Eventually it is revealed that the Roak people are actually from the legendary continent of Mu on Earth, who were somehow taken to Roak when a meteroite hit the Earth. They eventually find Asmodeus, who still extracts the blood sample from the Roak people (since we can’t change history), but at least we are able to take some things from the lab to make an antidote. Milly and Rati return to present Roak and use a vaccine to cure all the people who have been turned to stone, and Ronix and Ilia go back to their ship.

This is where the story and pacing go off the rails. I have a feeling the rest of the story was supposed to be a more significant part of the game, but as it is it’s just crammed into the last 15% or so. For no clear reason, a ship from Fargett (the mysterious 3rd power) appears and demands a surrender, but Ronix is allowed to use the time gate to bring back the Ratie, Milly, and the 300 year past characters and go beat the Fargett ship. It turns out that they are also descendants of Mu.

I didn’t think the final boss was very hard. It was easy to keep him stunlocked and my attacks did a lot of damage. Now after this, everyone goes back to their homes.

So overall this is an impressive technological display of what the Super Famicom can do. And I wouldn’t say it’s a bad game. But the development problems really show, and the annoying amount of backtracking coupled with the high encounter rate can be tedious (although you can use an ability called Scout to reduce the rate).

I believe that Tri Ace immediately started working on Star Ocean 2 and my understanding is that game is a bit more polished than this one. I’d like to play it some day.

4 thoughts on “SFC Game 119 – Star Ocean

  1. Endy

    It’s surprising that you were familiar with Byuu, it’s a legend in sfc emulation. Damn, it’s boring and sad without this guy now. He was a strange and edgy guy, an eccentric in a good way. Constant mood swings. But damn, a very talented programmer, he is a super coding professional. This whole situation with him is strange, kiwi farm are still obsessed with him and his disappearance and believe that this is all a fake. Allegedly, they did not find any information in Japan. What do you think about all this?

    1. kurisu Post author

      As much as I would like to believe that, I don’t think it’s true. I don’t have time to find the link now but someone on reddit linked to a news story that had actually talked to near’s job in Japan and confirmed it. The supposed proof that they are still alive is that the US state department didn’t list the death, but other people have said that this is not iron-clad proof since not all deaths are announced in that way.

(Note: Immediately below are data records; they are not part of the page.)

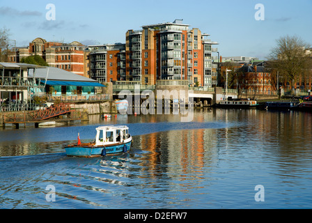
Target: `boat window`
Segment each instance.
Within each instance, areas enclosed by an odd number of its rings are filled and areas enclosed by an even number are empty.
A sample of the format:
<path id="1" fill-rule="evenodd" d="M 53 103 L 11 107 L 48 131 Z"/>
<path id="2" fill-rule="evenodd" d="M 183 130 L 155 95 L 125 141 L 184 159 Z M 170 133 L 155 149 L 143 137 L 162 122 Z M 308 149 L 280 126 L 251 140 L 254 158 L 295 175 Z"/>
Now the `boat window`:
<path id="1" fill-rule="evenodd" d="M 106 132 L 106 141 L 114 141 L 114 132 L 113 131 Z"/>
<path id="2" fill-rule="evenodd" d="M 125 139 L 129 138 L 128 130 L 125 130 Z"/>
<path id="3" fill-rule="evenodd" d="M 127 132 L 126 132 L 126 130 L 123 130 L 123 139 L 127 139 L 128 137 L 127 137 Z"/>
<path id="4" fill-rule="evenodd" d="M 99 135 L 100 141 L 103 141 L 103 138 L 104 138 L 103 130 L 100 130 L 100 135 Z"/>
<path id="5" fill-rule="evenodd" d="M 116 130 L 116 141 L 120 141 L 120 130 Z"/>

      The only thing that made me think it might have been true is that near was always adamant about wishing they could completely leave the Internet — and they actually did that when they moved to Japan but during covid they got sucked back into online stuff because of not being able to go out in real life.

  2. Morpheus Kitami

    Star Ocean is one of those weird franchises to me, because by the time I heard of it, it wasn’t necessarily because it was a good game, rather, because people were talking about the infamous twist that more or less killed off the series. Kind of hard to muster up interest in a series when it completely fails the ending.

    1. kurisu Post author

      I actually liked the SO3 plot twist — maybe it’s because I never played the other games, but I also never fully understood the argument that it invalidates or destroys the stories of the others. The game after the twist addresses that issue.